Henry Thomas Schrock was born on October 29, 1843, in Ohio to William Schrock. His father was a farmer who owned $3,510 of real estate by 1850. He grew up and attended school in Blendon, Ohio.
He enlisted in the Union army on August 5, 1862, and he mustered in as a private in Company A of the 95th Ohio Infantry on August 18. He was promoted to corporal on December 1, 1862. Confederate forces captured him during the Battle of Brice’s Cross Roads on June 10, 1864, and imprisoned him at Andersonville Prison. He mustered out on August 14, 1865.
He returned to Ohio after the war, and he married Emma Dixon on October 15, 1865. They had at least three children: Ellsworth, born around 1866; Myrtle, born around 1869; and Iva, born around 1874. They moved to Nodaway, Iowa, in the 1860s, and Shrock worked as a farmer there.
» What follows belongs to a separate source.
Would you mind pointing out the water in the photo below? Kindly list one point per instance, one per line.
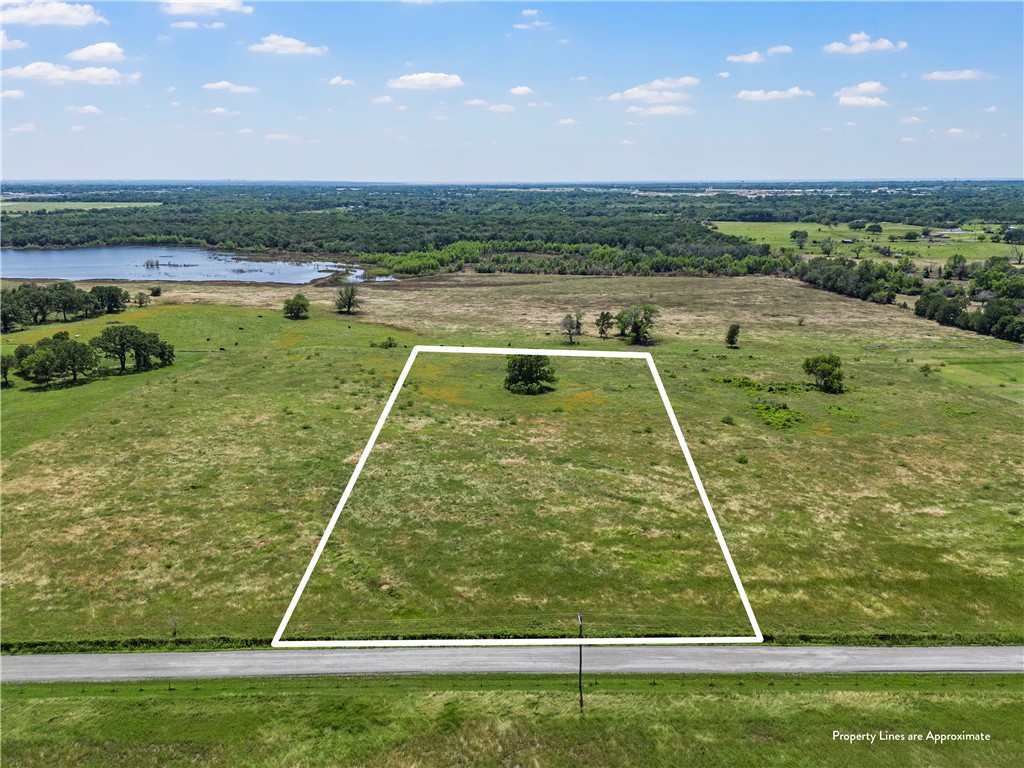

By 1870, he owned $800 of real estate and $315 of personal property. They moved to Blendon, Ohio, in the 1870s.
He applied for a federal pension in June 1879 and eventually secured one. He was admitted to the National Home for Disabled Volunteer Soldiers in March 1896. According to his admission records, he was suffering from “Gen[eral] Debility,” and he was “Mildly insane.” He was discharged on October 7, 1896, and he died of heart failure in Westerville, Ohio, on September 9, 1897.